Temporal Convolutional Network-Based Signal Detection for Magnetotactic Bacteria Communication System.

Abstract

Molecular communication (MC) aims to use signaling molecules as information carriers to achieve communication between biological entities. However, MC systems severely suffer from inter symbol interference (ISI) and external noise, making it virtually difficult to obtain accurate mathematical models. Specifically, the mathematically intractable channel state information (CSI) of MC motivates the deep learning (DL) based signal detection methods.
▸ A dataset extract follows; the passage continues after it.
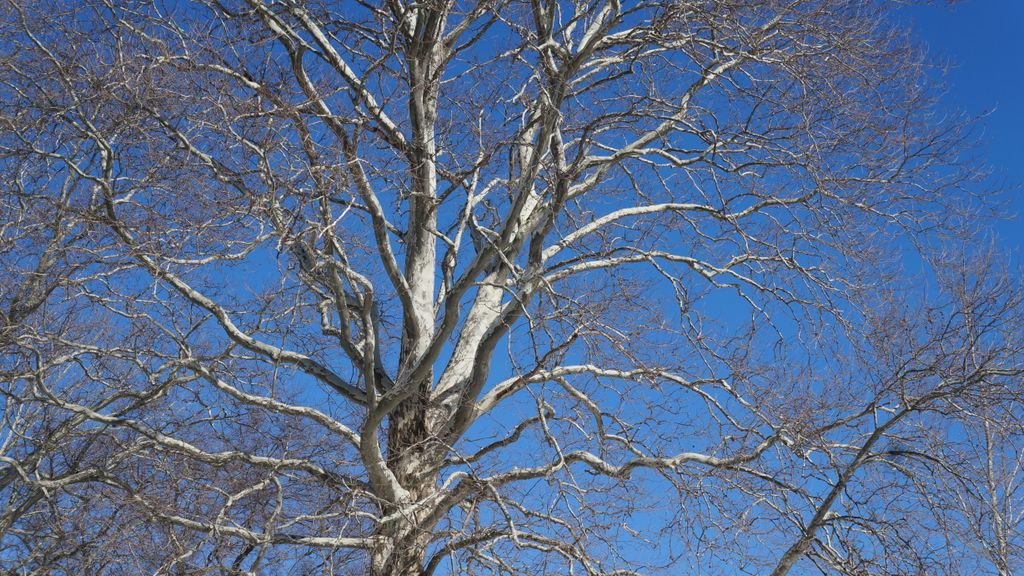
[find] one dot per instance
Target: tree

In this paper, a modified temporal convolutional network (TCN) is proposed for signal detection for a special MC communication system which uses magnetotactic bacteria (MTB) as information carriers. Results show that the TCN-based detector demonstrates the best overall performance. In particular, it achieves better bit error rate (BER) performance than sub-optimal maximum a posteriori (MAP) and deep neural network (DNN) based detectors. However, it behaves similarly to the bidirectional long short term memory (BiLSTM) based detector that has been previously proposed and performs worse than the optimal MAP detector. When both BER performance and computational complexity are taken into account, the proposed TCN-based detector outperforms BiLSTM-based detectors. Furthermore, in terms of robustness evaluation, the proposed TCN-based detector outperforms all other DL-based detectors.